Professor Ian Freestone (Institute of Archaeology, UCL; Fitch Laboratory Subcommittee, Chair), "The Long “Roman” Glass Industry Scientific Evidence"
By the late first millennium BCE, glassmakers in the eastern Mediterranean were making their glass from a mixture of coastal sand and naturally occurring soda (“natron”) from Egypt. The raw glass was made on a scale of many tonnes and shipped in lumps around the ancient world, to be re-melted and converted into artefacts. This mode of production allowed a significant up-scaling of the industry, accommodating developments in shaping processes such as slumping and blowing, so that large public buildings could be furnished with many tens of tonnes of glass window and mosaic. Natron glass dominated production until the eighth-ninth centuries, when technologies based upon the use of the ashes of burnt plants and trees became dominant.

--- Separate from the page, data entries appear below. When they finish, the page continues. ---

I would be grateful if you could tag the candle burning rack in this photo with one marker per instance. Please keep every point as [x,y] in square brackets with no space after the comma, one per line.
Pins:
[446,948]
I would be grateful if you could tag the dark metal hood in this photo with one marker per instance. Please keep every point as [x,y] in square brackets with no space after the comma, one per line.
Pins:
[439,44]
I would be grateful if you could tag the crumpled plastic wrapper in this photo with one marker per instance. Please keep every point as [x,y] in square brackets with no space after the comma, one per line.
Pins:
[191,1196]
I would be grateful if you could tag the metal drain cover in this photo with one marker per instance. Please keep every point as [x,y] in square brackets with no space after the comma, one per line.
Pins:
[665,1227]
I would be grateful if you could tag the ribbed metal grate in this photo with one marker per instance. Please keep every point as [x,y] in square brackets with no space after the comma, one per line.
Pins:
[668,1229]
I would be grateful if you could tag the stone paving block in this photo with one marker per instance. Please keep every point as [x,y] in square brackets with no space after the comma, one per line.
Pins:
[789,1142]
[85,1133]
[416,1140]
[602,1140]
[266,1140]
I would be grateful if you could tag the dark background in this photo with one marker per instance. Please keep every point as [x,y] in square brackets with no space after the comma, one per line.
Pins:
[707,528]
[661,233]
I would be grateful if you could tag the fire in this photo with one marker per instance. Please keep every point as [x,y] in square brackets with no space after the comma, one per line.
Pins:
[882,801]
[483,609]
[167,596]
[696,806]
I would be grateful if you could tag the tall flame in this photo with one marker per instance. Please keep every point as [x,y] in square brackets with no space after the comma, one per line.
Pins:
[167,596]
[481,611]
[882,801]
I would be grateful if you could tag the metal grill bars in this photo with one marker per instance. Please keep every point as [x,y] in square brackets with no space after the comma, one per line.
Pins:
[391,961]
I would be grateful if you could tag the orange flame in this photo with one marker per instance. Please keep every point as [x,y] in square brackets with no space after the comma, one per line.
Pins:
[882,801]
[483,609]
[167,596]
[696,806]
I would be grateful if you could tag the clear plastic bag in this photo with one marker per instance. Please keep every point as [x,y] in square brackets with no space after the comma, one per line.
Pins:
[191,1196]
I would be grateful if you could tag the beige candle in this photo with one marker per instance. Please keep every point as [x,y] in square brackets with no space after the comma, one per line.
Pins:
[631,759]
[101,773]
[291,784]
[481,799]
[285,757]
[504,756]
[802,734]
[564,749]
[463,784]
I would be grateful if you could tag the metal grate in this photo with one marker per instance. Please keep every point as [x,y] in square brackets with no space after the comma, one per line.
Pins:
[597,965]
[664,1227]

From excavation evidence and compositional analysis, it is possible to distinguish at least nine compositional groups representing different primary production centres in the eastern Mediterranean. Their durations range from several hundred years to as little as a few decades. The production of raw glass does not appear to have occurred in Europe. Deliberate colouration or decolourisation techniques effectively branded the glass, informing the craftsmen about its working properties. Some regions appear to have preferentially received specific types of glass, potentially providing insights into contact, trade and (possibly) consumer taste. Evidence for recycling is frequent and by the ninth century CE the stripping of glass from large buildings for re-use appears to have occurred.